With all of that said, if you really want to understand the distinctions between correlation and causality, there is a rich academic literature that is far subtler and more interesting than the folk philosophy of science that I’ve been attacking. The current classic is Judea Pearl‘s masterwork, entitled simply “Causality”. It is very challenging material, but well worth the effort. And understanding it will require you to master so much of the machinery of prediction that you’ll walk away enlightened even if you decide in the end that causality doesn’t really interest you.
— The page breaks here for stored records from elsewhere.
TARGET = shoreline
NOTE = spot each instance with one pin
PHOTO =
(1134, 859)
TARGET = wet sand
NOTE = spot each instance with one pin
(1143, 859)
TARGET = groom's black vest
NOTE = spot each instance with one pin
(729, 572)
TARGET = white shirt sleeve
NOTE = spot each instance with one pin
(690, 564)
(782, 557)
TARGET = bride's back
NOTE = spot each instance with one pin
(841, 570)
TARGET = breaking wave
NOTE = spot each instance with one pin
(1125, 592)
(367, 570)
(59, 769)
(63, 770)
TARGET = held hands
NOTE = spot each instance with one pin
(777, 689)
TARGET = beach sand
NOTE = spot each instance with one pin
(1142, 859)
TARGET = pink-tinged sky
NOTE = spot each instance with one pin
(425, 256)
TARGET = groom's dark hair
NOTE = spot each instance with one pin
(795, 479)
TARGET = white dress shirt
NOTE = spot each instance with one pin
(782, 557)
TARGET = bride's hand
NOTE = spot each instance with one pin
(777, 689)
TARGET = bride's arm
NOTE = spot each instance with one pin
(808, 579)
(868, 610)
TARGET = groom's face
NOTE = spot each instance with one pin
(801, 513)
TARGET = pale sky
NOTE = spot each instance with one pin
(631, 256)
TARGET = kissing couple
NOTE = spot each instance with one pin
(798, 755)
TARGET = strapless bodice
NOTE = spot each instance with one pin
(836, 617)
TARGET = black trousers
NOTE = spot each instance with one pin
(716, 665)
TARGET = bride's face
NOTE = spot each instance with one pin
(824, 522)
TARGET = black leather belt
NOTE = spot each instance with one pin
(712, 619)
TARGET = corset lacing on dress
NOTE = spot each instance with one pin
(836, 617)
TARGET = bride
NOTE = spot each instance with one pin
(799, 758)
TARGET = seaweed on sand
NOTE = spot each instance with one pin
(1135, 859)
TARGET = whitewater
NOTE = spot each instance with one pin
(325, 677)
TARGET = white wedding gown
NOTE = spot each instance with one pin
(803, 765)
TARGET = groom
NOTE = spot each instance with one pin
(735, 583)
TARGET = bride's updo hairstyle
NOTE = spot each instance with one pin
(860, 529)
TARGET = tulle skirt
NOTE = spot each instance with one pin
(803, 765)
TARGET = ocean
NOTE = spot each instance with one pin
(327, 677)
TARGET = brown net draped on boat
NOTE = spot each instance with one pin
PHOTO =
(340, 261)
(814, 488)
For most people, though, I have a different closing message. Please don’t allow the absence of causation to be used as a justification for remaining ignorant about the correlational structure of our world. Though there are cases in which knowing that A is related to B is much less useful than knowing that A causes B, knowing that A and B are related at all is still far better than knowing nothing at all — and we currently know nothing about many things. We should stop focusing on the ways in which correlation is not causation and instead follow Voltaire’s advice: do not allow the perfect to become the enemy of the good. 3
- You can quickly check this with the following shell script on OS X:
grep 'sr' /usr/share/dict/words | wc -l grep 'st' /usr/share/dict/words | wc -l
Running those commands should show you that there are 156 examples of ‘sr’ and 21,407 examples of ‘st’ in the standard UNIX dictionary.
- Especially not if you’ve seen Santa Semana celebrations in Spain.
- These ideas came up during a recent planning session for O’Reilly’s upcoming Strata Conference, during which Chris Wiggins said that he thought the distinction between correlation and causation was a red herring. My desire to expand on the reasons why I agreed with him inspired me to write my own ideas down.]